というか萌ねえは繊細な女性だから無理もないが、上園さんは陽キャのくせに何をそんなに怖がっているのか。

だってただのゴキブリだぞ?

たしかに生理的嫌悪は覚えるけど、そんなぶるぶる震えるほど恐ろしい相手ではない。


そんなことを考えていると、ようやく萌ねえが上園さんの存在に思い至った。


「そういえば貴女は?」

「あ、あーしですか? あーしはここの住人だけど……」


上園さんは自分の家302号室を指差した。

萌ねえがパンと手を合わせる。


「ああ、なるほど。お隣さんだったのね! 先日引っ越しの挨拶にお伺いしたときは親御さんしかお出にならなかったから、分からなかったわ」

「ど、ども。あーし上園沙耶香っていいます」


ぺこりとお辞儀をしてみせる上園さん。

萌ねえもお辞儀で返す。


「これはどうもご丁寧に。
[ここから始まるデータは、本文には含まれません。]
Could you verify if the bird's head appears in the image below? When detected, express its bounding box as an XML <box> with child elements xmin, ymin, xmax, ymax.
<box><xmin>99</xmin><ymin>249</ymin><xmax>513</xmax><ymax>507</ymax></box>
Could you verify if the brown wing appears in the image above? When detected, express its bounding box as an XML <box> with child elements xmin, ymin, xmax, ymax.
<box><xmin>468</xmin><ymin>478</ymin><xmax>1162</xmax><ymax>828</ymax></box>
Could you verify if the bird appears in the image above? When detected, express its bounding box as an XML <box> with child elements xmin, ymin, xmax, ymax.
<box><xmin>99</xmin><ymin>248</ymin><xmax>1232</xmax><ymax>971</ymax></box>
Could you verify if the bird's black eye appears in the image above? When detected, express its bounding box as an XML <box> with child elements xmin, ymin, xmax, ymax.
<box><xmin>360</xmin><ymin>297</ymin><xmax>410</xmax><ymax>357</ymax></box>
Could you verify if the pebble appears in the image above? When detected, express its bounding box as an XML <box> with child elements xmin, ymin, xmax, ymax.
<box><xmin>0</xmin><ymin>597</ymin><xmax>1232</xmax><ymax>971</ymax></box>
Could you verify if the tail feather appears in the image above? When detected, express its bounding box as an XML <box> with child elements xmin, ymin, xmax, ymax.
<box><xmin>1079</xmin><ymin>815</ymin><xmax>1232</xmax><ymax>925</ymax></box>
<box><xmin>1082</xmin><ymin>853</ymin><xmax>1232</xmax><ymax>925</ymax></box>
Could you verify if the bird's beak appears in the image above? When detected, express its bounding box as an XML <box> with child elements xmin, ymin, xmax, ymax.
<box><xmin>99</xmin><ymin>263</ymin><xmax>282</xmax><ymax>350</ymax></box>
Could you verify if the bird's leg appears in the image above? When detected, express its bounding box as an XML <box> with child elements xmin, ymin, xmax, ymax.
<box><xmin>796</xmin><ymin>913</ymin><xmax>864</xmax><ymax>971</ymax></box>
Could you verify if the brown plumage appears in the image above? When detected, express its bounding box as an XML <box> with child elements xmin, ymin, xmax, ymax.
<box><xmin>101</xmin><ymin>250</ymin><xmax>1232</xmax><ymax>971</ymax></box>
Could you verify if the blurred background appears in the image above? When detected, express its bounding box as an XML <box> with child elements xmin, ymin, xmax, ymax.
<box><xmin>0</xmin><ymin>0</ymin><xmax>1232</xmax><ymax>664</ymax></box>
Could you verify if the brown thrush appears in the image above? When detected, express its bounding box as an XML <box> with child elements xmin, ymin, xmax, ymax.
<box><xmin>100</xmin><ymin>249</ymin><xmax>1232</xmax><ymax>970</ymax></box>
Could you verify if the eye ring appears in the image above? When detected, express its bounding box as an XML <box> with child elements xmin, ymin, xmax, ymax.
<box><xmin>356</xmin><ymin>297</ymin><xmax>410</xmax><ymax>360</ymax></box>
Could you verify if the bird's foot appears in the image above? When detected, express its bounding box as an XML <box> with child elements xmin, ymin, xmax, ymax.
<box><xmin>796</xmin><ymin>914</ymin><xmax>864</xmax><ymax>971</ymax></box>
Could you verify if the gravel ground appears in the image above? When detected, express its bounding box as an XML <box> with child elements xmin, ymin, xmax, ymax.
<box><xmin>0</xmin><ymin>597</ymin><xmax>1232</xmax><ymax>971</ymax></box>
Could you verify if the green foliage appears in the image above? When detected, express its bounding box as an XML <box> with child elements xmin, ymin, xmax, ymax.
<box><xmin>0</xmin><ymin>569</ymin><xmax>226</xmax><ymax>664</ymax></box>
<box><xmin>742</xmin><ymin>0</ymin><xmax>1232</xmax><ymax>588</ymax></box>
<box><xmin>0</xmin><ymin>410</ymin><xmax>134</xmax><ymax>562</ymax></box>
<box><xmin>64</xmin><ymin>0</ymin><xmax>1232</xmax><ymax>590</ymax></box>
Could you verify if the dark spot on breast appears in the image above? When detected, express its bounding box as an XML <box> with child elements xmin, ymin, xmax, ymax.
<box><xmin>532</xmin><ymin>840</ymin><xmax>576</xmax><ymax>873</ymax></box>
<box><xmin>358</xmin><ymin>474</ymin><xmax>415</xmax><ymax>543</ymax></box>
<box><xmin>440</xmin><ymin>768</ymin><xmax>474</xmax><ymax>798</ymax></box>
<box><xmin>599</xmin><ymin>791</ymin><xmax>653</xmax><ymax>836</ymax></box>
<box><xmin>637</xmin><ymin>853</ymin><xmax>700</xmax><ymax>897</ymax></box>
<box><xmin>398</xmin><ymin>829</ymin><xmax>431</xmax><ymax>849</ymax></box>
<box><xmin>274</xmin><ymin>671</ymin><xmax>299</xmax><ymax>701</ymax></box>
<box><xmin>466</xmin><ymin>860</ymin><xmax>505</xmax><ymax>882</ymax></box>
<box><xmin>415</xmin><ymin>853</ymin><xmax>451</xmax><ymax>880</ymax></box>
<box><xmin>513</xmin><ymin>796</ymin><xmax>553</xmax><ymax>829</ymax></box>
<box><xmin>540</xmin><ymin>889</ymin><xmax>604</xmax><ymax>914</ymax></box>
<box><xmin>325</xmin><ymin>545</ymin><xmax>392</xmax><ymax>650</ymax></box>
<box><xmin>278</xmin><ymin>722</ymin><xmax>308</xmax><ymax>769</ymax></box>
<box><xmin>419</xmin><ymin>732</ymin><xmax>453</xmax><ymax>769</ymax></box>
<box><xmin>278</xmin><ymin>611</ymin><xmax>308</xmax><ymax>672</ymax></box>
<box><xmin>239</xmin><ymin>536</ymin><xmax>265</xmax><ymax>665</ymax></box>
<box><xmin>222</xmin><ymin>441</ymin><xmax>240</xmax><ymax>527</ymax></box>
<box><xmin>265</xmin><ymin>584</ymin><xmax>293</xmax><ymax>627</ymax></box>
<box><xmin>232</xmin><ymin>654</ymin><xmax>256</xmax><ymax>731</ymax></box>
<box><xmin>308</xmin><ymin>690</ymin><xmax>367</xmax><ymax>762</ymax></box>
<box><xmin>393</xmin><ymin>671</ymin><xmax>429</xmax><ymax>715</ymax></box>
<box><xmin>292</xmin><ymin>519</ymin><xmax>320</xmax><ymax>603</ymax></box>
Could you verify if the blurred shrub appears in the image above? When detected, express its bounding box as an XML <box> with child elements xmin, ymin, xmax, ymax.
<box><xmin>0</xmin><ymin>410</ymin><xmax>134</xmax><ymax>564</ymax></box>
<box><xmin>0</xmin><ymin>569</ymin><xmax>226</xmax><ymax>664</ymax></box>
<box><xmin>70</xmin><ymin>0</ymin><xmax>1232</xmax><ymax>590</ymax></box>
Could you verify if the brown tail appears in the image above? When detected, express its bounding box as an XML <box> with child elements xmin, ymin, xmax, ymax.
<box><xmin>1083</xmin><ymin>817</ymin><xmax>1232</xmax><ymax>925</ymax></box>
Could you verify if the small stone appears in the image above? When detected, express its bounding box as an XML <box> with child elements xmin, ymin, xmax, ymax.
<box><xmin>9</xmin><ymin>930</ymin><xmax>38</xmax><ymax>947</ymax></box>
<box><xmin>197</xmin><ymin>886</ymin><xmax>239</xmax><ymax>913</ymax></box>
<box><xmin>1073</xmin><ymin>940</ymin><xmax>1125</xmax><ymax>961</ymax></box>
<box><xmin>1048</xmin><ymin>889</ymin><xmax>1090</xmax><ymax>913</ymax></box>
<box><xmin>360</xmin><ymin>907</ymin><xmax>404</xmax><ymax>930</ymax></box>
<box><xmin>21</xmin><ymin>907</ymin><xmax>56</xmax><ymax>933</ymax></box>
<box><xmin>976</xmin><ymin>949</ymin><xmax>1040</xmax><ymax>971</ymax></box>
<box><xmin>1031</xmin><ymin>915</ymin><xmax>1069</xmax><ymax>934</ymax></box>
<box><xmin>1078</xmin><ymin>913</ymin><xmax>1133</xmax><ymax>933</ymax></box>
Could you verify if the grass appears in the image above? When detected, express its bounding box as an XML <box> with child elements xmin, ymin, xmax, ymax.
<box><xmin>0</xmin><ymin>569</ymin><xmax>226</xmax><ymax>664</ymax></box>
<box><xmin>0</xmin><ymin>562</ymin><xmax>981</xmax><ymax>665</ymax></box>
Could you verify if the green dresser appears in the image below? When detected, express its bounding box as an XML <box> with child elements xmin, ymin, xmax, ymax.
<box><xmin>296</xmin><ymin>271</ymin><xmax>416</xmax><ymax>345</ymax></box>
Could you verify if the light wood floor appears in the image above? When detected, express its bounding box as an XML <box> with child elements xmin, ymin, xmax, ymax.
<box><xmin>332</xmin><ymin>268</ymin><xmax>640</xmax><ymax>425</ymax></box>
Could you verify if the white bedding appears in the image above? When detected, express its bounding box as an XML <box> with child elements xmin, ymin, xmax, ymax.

私は――」

「あ、萌ねえ。ちょっと補足するとさ、こちらの上園さんは家がお隣さんってだけじゃなくて、オレのクラスメートなんだ」

「へえ、そうなの」


萌ねえはオレを招き寄せると「さっそくお友だちが出来て偉いわ」とか「初めての友だちがこんな可愛らしい女の子だなんて、ちょっと妬けちゃう」とか「でもさすが拓くん、モテモテね!」とか言って甘やかしてきた。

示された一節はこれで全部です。